Geleneksel Türk Mimarisinde Kemerlerin çizimi
Türkiye’de 2000’li yıllar sonrası, Osmanlı Mimarisine ve Selçuklu mimarisine öykünen yapılarda artış görüldü. Bu tarzda yapılan yapıları sevmiş de olabiliriz sevmemiş de. Ancak herkesin mutabık olduğu bir konu var ise, o da kimi yapılarda, Türk mimarisinin ihtişamı, estetiği, biçimsel zevki yansıtılmaya çalışılırken, doğru oran ve ölçülerin kullanılmaması sonucu ortaya komik, ya da ne üdüğü belirsiz tarzların çıkıyor olduğu gerçeğidir.
İcadı M.Ö. 2binli yıllara kadar uzanan kemerlerin yaygın olarak kullanımı Roma imparatorluğu döneminde olmuştur. Sonraları birçok medeniyet, kendine has üsluplarıyla kemerleri geliştirmiş, süslemiş ve yorumlamışlardır.
Kemerler Türk mimarisinin de olmazsa olmaz öğelerindendir. Orta Asya’dan Anadolu’ya göç eden Türkler, tuğlalarla yaptıkları kemerleri sonraları Osmanlı mimarisinde taşa yansıtmış ve kendine has ölçü ve oranlara taşımışlardır.
Gel gelelim günümüzde, gerek tasarım aşamasında gerekse, uygulama aşamasında, Türk kemeri olarak nitelendirdiğimiz kemer formlarını yansıtabilen mimar, usta sayısı çok fazla değildir. Kimisi, doğru sonucu bilse de doğru sonuca giderken yöntemsel hata yapar, daha özensizce yapılan yapılarda ise, ne işin sahibinin ne tasarlayıcısının ne de uygulayıcısının Türk kemerinin ne olduğu ya da ne olmadığı hakkında bir malumatı olmadığı halde, “Türk mimarisi yeniden hayat buluyor” spotlarıyla garip binaların yükseldiği görülür.
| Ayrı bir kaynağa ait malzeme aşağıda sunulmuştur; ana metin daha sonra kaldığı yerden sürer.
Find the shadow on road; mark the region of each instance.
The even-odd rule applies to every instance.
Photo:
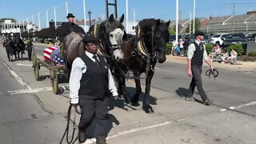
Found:
[[[175,90],[175,92],[180,97],[186,97],[187,94],[189,93],[189,90],[183,87],[178,87],[178,90]]]
[[[134,94],[135,93],[136,89],[134,87],[126,87],[126,94],[127,94],[128,97],[130,98],[131,98],[132,96],[134,95]],[[144,95],[145,95],[145,93],[142,91],[142,93],[138,98],[138,102],[143,102]],[[150,99],[150,105],[157,105],[156,101],[158,99],[156,98],[156,97],[150,95],[149,99]],[[134,110],[137,110],[138,109],[141,109],[142,106],[130,106],[130,104],[126,103],[125,101],[122,99],[115,100],[114,98],[111,98],[110,100],[110,110],[113,110],[114,107],[118,107],[118,108],[123,109],[125,110],[128,110],[128,109],[132,109]]]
Bu konunun karmaşıklığı ile ilgili şunu da bilmek gerekir ki, Selçuklu ve erken Osmanlı döneminde İran tarzına özenen, son dönem Osmanlı döneminde, Batı’nın Barok tarzına özenmenin ötesinde, Osmanlı Baroğu denen bir üslubu ortaya koyan iç içe geçişmeler de vardır.
Bu konuda günümüz mimarlarında ki kafa karışıklığını gidermek için, tümden gelim yaparak, önce Türk kemeri ne değildir sorusuna cevabını aramak gerekir. Sonrasında ise, Türk kemerinin ne olduğunu anlamak daha kolay olacaktır.
Bu örnekler, rönesans, barok, Art Noueavu ve başka akımlarla çeşitlendirilebilir.
Şimdi geleneksel Türk mimarisinde kullanılan örneklere bakalım:
Bu gördüğümüz Kemerlerin doğru çizimleri resimde anlatıldığı şekilde yapılır. Bu form, kaba yapının değil, ince yapının formu olacağından, bu cephe üzerine herhangi bir kaplama yapılacaksa, kaplamanın gelmesinden sonra kalacak form iyi hesaplanmalıdır. Gerekli eğriselliğin verilmesi zor olacağından, en üstte kaplama yerine, kalıpla dökülebilen formlar ya da, kemerlerin orjinal taş dizilimini takip eden taş dizimleri ile doğal taş kaplama yapılmalıdır. Aksi halde kemer formu bozulacaktır.
Yapılarınızda Geleneksel Türk mimarisinin unsurlarını kullanmayı tercih eder misiniz, etmez misiniz bilmem. Ama eğer ilk seçeneği seçerseniz, çok hassas oranlarla, ince mühendislik hesaplar sonucu oluştururmuş bu biçimlerin kopyasını bile yapmanın sandığınız kadar kolay olmadığını aklınızdan çıkarmayın.